This paper referred to the methods in [16] and compared the two most representative and advantageous HGR algorithms of RNN—BiLSTM and GRU—with the proposed algorithm. Their architectures are shown in Figure 9. The RNN-BiLSTM consists of two hidden layers that both have 64 neurons. The RNN-GRU is composed of a first hidden layer of 64 neurons and a second hidden layer of 128 neurons. At the output of the networks, a dense layer (fully connected layer) with eight nodes representing each of the hand gestures and the SoftMax activation function provides the classification probability.
The RNN-BiLSTM and RNN-GRU were implemented using the Keras library. The minibatch approach with a mini-batch size of 64 was used for training. The initial weights of the network were generated randomly. The learning rate was set as 0.001 and the number of training iterations to 40. The trained RNN-BiLSTM and RNN-GRU model classified the data as many-to-one, recognizing the input data as a single label. The inertial data collected from the LPMS-B2 module was divided into 70%(140) as a training dataset and the remaining 30%(60) as a testing dataset. The training process is 40-epochs. Table 4 and Table 5 give the confusion matrix of BiLSTM and GRU, respectively, where the row labels are actual and the column labels are predictions. We can get the average classification accuracy using RNN-BiLSTM of 98.0% and the RNN-GRU of 97.7%. That average classification accuracy of RNN-BiLSTM is better than that of 96.06% using the public data and 94.12% using the collected data reported in [16]. Likewise, the accuracy of RNN-GRU is higher than their 95.34% with their collected data but lower than their 99.16% with the public data. Considering that the data sets used are fundamentally different, it can be assumed that the recognition accuracy achieved by the two articles is similar.

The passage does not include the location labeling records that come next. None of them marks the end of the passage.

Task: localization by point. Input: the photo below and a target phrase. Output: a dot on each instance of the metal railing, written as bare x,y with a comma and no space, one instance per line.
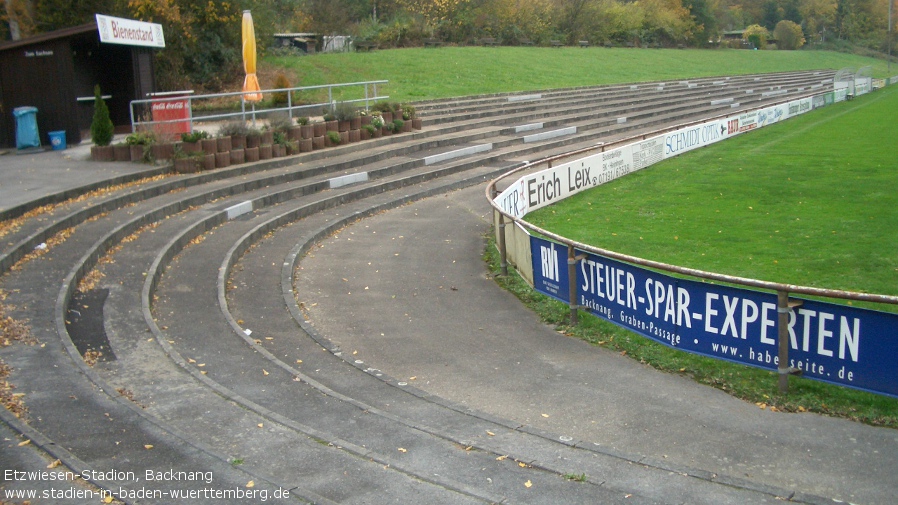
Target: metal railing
364,95
783,291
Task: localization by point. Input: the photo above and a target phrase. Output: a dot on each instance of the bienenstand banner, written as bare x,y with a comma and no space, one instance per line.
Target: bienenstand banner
828,342
129,32
548,186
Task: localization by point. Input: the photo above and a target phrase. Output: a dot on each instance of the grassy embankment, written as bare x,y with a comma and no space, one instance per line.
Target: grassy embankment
808,201
420,74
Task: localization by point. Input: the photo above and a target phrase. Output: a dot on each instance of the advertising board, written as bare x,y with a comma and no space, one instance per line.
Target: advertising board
828,342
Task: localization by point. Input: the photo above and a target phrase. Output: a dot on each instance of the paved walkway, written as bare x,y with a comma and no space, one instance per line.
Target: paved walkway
407,291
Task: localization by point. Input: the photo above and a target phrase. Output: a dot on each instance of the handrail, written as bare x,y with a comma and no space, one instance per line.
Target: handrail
491,191
370,95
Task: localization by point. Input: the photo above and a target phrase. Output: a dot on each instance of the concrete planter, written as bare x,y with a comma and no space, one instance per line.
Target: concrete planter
136,153
210,146
208,162
188,165
102,153
164,151
224,144
191,147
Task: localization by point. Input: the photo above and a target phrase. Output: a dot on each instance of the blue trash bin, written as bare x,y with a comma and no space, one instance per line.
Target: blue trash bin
26,127
57,140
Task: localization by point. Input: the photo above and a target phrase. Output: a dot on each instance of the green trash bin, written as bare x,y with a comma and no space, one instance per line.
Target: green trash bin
26,127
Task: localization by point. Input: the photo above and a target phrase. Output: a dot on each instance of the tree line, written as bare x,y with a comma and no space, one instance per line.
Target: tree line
203,38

5.3. Comprehensive Comparison with DTW and RNN

This section compares the overall accuracy and time cost of four algorithms on the same PC with an Intel Core processor i7-9700K (3.60 GHz).
Table 6 presents the comparison of the accuracy of all four HGR algorithms, in which BiLSTM, GRU, and the proposed algorithm all have high recognition accuracy. DTW has the worst accuracy, which has been discussed in Section 5.1. At the same time, the proposed algorithm gets the best accuracy. When considering time consumption, as listed in Table 7, the two RNN algorithms show significant disadvantages. The histogram in Figure 10 provides an intuitive expression of this substantial difference in time cost. It can be seen that among DTW and RNNs, accuracy and time cost compose a trade-off problem: higher accuracy requires more computing time. But our algorithm dramatically reduces the balance point of the trade-off problem. While maintaining high precision, the time cost of our algorithm is only 7.6%, 2.0%, and 3.3% of DTW, BiLSTM, and GRU, respectively.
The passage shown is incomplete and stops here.